A definição do que seja crime de formação de quadrilha é a última discussão teórica
do plenário do STF antes da definição dos critérios para desempates e
dosimetria das penas. A Corte está dividida entre os ministros que tratam esse
crime dentro do estrito texto legal, e por isso não veem a existência de
quadrilha no caso em julgamento, e os que, como o decano Celso de Mello, se
permitem voos mais altos para chegar à conclusão oposta.
A paz pública, capítulo em que está inserido o crime de quadrilha, é o
"bem tutelado", isto é, o objeto que a legislação procura proteger.

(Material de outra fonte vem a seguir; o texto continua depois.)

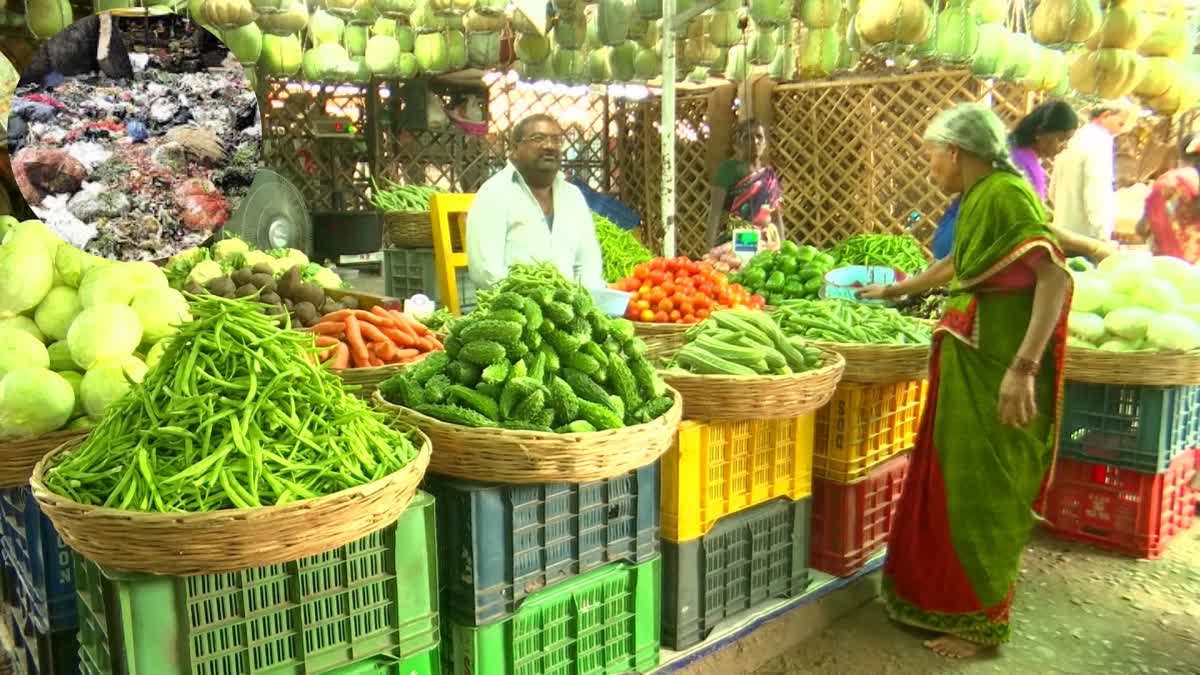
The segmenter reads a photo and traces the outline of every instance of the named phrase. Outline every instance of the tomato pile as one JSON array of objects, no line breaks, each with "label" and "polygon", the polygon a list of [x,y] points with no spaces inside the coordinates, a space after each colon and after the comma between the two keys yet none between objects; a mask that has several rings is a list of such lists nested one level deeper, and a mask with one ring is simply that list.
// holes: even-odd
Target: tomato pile
[{"label": "tomato pile", "polygon": [[647,323],[696,323],[717,307],[762,309],[766,304],[712,265],[684,256],[636,265],[633,276],[612,288],[633,293],[625,318]]}]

As ministras Rosa Weber e Cármen Lúcia não viram nos fatos descritos na Ação
Penal 470 sinais de que havia uma ação criminosa desse tipo, mas apenas
coautores de diversas ilegalidades, em benefício próprio, no primeiro momento
em que esse crime foi julgado.
A legislação trata de crimes comuns perpetrados por quadrilhas, como roubos,
sequestros etc... Para Rosa Weber, "a indeterminação na prática de crimes
é a diferenciação de bandos e agentes pura e simples. (...) Entendo que houve
aqui crime de coautoria". Quadrilha, na sua concepção, "causa perigo
por si mesma na sociedade".
Quanto à ameaça à paz pública, a ministra considera que ela só se
caracteriza na "quebra de sossego e paz, na confiança da continuidade
normal da ordem jurídico-formal". E os membros da quadrilha têm a decisão
de "sobreviver à base dos produtos auferidos em ações criminosas
indistintas".
Cármen Lúcia fez um adendo às ponderações da ministra Rosa que pode ser
importante na sua distinção entre o caso já julgado e o que estará em
julgamento a partir de segunda-feira. Ela disse que a tese da Procuradoria
Geral da União de que havia uma "pequena quadrilha", formada pelos
políticos dos partidos aliados, dentro de outra quadrilha, esta a que vai ser
julgada, não a convenceu.
Já Luiz Fux se disse convencido de que, demonstrada a "congregação
estável entre os integrantes para o cometimento de crime, está caracterizado
também o crime de quadrilha". Foi nessa ocasião que o presidente do
Supremo, Ayres Britto, fez a observação que já ficou famosa no julgamento:
"A pergunta então seria: o réu podia deixar de não saber, nesse
contexto?" Marco Aurélio Mello, que inocentou o deputado Valdemar da Costa
Neto do crime de quadrilha, assim o fez por questões técnicas: considerou que
não estava configurada a reunião "de mais de três pessoas" como manda
a lei, pois um dos réus está sendo julgado em outro processo, na primeira
instância. No caso do núcleo político do PT, em associação com o núcleo
operacional e o financeiro, a situação é outra, e não é certo que o ministro continue
absolvendo os réus, inclusive porque já condenou outros pelo mesmo crime.
A definição mais abrangente em relação à ameaça à paz pública foi feita pelo
ministro Celso de Mello, num voto histórico em que comparou os réus a "uma
quadrilha de bandoleiros de estrada", definindo-os como "verdadeiros
assaltantes dos cofres públicos", preenchendo os requisitos legais com uma
aula de História.
Citou Cícero, que se referia à paz pública como sendo "a tranquilidade
da ordem (...), o sentimento de segurança das pessoas". Para o decano do
STF, "são esses os valores juridicamente protegidos ao incriminar o delito
de quadrilha".
Celso de Mello identificou um "quadro de anomalia" que revela as
"gravíssimas consequências desse gesto infiel e indigno de agentes corruptores,
tanto públicos quanto privados, devidamente comprovados, que só fazem
desqualificar e desautorizar a atuação desses marginais no poder".
Embora interfira no resultado do julgamento apenas de maneira remota, pois
pode aumentar a pena dos condenados, a definição do crime de quadrilha ganha
uma dimensão política relevante neste julgamento. Isso porque a interpretação
mais ampla de que a paz pública brasileira esteve ameaçada, pondo em risco o
estado democrático de Direito - assumida por Celso de Mello e pelo presidente
do Supremo, Ayres Britto, que chegou a falar em "golpe na democracia"
e depois reinterpretou as próprias palavras para amenizar seu sentido -, traz
consigo o entendimento de que o que houve foi uma conspiração institucional.